If we are relieved of these negativities, we start enjoying the true happiness of liberation. We start enjoying real peace, real harmony. When our minds are freed from impurities, the entire habit pattern of our life changes. A pure mind is naturally full of love and compassion, infinite love and compassion; full of joy, sympathetic joy; and full of equanimity, perfect equilibrium of mind. This is real happiness, real peace, real harmony.

The bondage of mental defilements is a universal bondage. And the happiness of liberation from these negativities is also universal. Whether one is a Hindu or Muslim, Jain or Buddhist, Christian or Jew, Sikh or Parsi—it makes no difference. Anyone who is imprisoned in the bondage of defilements is bound to suffer. And anyone who comes out of this bondage starts to enjoy peace and harmony.

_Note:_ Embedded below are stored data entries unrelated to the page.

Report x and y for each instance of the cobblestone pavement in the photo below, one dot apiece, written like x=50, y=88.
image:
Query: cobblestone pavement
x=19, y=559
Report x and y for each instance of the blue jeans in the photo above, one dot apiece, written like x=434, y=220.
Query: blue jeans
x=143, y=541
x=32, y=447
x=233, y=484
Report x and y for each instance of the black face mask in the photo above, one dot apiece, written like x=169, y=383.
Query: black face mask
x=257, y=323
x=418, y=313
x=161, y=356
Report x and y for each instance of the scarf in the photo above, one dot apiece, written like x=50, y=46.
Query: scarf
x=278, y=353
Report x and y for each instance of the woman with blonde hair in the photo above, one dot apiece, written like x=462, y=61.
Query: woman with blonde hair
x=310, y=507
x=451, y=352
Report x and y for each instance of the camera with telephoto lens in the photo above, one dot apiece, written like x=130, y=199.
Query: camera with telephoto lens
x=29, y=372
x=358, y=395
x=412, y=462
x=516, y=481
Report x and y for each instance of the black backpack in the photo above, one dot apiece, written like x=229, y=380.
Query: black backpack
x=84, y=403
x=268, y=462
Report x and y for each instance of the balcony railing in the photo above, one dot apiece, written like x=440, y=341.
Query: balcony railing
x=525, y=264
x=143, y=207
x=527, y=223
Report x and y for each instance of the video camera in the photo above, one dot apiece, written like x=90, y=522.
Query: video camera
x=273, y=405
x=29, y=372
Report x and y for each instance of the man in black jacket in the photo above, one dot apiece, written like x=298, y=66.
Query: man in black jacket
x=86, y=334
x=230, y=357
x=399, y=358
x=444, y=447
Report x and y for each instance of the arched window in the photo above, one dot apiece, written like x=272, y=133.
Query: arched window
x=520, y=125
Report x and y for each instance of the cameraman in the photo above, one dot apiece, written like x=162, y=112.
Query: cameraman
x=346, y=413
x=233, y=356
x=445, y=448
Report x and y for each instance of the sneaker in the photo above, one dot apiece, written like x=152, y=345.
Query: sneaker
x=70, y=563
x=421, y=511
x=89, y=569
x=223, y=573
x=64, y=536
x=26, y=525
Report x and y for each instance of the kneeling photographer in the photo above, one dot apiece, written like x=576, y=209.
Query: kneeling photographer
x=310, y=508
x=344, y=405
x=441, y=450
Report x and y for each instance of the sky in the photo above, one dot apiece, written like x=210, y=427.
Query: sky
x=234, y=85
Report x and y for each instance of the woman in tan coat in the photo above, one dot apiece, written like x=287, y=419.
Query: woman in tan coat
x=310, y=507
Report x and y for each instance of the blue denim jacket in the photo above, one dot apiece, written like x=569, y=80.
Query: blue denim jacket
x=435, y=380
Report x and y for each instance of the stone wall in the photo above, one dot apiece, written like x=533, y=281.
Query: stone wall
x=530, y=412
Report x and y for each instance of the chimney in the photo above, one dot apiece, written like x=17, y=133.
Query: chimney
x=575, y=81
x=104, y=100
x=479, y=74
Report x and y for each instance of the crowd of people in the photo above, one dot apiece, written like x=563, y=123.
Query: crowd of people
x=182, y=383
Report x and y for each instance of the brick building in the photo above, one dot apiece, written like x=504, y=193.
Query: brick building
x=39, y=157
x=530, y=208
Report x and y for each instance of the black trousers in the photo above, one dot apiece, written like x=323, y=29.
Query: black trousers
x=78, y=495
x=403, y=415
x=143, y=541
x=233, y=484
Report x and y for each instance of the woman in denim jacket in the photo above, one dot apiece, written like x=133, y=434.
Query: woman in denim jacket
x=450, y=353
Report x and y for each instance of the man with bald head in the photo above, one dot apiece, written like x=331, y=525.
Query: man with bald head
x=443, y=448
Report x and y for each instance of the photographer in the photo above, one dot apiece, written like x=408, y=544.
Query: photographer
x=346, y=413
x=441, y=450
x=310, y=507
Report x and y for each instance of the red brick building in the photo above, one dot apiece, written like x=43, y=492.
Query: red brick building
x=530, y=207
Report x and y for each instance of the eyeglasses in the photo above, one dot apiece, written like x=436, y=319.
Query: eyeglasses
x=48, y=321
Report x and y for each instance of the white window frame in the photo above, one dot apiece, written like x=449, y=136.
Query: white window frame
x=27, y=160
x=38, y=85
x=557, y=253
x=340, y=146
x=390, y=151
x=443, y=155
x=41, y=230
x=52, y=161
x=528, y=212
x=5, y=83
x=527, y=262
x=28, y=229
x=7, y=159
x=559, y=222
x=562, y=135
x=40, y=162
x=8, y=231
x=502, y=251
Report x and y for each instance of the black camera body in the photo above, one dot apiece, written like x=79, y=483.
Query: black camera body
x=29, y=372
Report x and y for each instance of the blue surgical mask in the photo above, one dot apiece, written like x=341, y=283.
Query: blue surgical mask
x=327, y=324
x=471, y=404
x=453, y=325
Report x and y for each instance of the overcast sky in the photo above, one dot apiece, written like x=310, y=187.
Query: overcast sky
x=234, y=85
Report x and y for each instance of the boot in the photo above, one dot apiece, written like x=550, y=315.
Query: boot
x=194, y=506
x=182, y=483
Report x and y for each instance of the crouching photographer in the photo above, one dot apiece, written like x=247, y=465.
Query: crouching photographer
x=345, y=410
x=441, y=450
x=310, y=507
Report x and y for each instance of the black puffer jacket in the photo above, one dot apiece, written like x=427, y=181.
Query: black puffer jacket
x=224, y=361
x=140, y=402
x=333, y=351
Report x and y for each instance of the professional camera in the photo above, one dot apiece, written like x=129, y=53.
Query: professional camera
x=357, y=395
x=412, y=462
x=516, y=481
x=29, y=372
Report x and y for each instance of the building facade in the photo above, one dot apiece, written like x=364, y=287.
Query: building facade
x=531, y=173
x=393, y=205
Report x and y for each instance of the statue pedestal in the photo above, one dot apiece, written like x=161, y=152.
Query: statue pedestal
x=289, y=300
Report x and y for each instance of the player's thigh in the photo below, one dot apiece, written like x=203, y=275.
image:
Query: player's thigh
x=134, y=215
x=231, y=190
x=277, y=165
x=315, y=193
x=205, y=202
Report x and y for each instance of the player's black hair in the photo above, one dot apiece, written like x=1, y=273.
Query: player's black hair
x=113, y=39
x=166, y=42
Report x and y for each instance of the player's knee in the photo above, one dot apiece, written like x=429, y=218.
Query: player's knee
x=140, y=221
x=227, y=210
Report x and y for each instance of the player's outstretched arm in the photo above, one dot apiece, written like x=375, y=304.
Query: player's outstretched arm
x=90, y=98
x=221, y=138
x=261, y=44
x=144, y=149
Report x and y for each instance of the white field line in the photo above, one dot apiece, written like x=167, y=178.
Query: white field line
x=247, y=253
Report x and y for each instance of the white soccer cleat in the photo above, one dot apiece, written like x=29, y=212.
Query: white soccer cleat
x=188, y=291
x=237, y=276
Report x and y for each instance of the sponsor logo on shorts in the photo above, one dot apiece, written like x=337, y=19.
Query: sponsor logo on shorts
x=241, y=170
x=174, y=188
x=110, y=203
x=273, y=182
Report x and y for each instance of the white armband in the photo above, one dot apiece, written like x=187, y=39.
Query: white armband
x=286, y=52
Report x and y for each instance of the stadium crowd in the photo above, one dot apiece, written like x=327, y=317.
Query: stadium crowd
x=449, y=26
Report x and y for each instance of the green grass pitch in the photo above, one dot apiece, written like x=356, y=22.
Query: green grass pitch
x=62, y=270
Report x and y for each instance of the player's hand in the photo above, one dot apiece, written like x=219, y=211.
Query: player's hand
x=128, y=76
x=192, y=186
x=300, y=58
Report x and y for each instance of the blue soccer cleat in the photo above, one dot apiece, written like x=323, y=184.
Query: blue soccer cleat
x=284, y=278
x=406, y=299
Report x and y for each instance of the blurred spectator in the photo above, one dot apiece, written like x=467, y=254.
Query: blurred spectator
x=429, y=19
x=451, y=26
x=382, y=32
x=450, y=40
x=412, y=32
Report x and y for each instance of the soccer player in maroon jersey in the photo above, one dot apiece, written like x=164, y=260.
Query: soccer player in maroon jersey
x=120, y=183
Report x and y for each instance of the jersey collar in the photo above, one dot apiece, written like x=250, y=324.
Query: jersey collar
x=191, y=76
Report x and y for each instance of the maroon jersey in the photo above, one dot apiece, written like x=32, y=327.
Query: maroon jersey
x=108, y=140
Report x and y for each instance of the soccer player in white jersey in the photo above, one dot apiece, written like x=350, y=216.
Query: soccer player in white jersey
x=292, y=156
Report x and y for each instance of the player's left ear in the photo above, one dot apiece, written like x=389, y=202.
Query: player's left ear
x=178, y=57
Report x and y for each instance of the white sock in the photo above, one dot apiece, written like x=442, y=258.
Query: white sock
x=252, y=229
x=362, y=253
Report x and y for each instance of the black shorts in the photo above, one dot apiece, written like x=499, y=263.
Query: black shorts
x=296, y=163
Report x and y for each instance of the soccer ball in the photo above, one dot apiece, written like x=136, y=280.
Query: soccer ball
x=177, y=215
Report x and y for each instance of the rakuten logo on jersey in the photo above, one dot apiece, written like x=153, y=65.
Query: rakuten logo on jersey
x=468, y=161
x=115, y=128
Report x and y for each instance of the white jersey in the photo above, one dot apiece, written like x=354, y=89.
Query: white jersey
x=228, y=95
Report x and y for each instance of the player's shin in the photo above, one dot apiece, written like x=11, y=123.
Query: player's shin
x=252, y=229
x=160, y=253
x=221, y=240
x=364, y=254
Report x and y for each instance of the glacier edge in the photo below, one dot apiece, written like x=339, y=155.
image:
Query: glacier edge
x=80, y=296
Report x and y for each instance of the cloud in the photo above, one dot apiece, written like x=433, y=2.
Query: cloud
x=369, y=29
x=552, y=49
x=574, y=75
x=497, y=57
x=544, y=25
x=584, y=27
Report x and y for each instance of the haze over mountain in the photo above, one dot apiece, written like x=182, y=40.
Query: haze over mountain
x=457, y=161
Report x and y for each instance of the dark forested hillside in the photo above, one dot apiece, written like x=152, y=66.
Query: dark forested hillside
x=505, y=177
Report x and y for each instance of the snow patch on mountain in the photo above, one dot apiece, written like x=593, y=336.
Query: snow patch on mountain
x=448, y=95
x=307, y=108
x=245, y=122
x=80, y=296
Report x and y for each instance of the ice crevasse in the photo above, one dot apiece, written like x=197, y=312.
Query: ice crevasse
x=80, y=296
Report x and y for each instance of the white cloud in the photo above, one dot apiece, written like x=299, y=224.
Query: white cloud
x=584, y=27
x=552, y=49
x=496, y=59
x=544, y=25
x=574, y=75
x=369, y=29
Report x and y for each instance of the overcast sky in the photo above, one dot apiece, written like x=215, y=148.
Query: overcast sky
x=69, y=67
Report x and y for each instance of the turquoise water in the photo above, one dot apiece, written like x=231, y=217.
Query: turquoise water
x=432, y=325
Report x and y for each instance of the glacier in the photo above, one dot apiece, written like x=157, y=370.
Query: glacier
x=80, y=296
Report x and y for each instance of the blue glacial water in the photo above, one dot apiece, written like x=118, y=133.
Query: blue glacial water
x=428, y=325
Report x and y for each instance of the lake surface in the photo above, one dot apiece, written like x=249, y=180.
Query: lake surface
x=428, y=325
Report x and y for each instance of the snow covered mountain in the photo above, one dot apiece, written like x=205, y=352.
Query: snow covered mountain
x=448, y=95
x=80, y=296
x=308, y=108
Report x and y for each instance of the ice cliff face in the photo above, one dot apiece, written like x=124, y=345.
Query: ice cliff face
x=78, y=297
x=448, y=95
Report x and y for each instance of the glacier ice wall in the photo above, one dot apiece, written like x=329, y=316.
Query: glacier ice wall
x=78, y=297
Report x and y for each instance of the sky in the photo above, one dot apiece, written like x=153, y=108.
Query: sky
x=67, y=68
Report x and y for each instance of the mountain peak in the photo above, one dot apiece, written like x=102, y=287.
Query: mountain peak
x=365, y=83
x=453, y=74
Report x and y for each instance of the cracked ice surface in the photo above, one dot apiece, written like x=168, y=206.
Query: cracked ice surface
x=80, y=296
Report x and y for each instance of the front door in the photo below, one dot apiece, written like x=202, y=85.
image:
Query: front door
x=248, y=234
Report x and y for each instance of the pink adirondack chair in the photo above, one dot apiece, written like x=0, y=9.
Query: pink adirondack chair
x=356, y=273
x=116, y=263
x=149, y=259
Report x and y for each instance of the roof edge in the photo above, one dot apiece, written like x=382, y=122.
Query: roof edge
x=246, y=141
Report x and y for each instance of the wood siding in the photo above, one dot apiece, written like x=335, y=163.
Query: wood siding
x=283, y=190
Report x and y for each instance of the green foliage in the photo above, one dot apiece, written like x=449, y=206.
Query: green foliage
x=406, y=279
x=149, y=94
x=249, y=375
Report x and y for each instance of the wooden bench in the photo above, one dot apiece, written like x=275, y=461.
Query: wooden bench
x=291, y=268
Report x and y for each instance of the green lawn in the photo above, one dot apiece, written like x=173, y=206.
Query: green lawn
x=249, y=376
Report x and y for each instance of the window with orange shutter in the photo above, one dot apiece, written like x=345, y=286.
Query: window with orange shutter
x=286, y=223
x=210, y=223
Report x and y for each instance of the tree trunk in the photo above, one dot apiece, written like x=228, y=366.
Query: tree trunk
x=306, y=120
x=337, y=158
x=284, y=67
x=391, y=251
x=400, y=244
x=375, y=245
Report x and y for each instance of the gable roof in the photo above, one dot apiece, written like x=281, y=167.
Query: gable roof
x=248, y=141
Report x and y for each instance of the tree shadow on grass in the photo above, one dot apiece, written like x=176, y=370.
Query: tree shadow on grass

The first day of the new year has brought you this wonderful Vipassana practice of ancient India, discovered by the Enlightened Ones. Vipassana is so scientific, result-oriented, non-sectarian. It opens for you the door to liberation, to inner peace and harmony.

May all of you who participate in this camp work diligently, patiently and persistently, to come out of the prison of impurities in the mind, from all your miseries. May Vipassana bring you full liberation from suffering. May you enjoy real peace, real harmony. May a new era start in your life.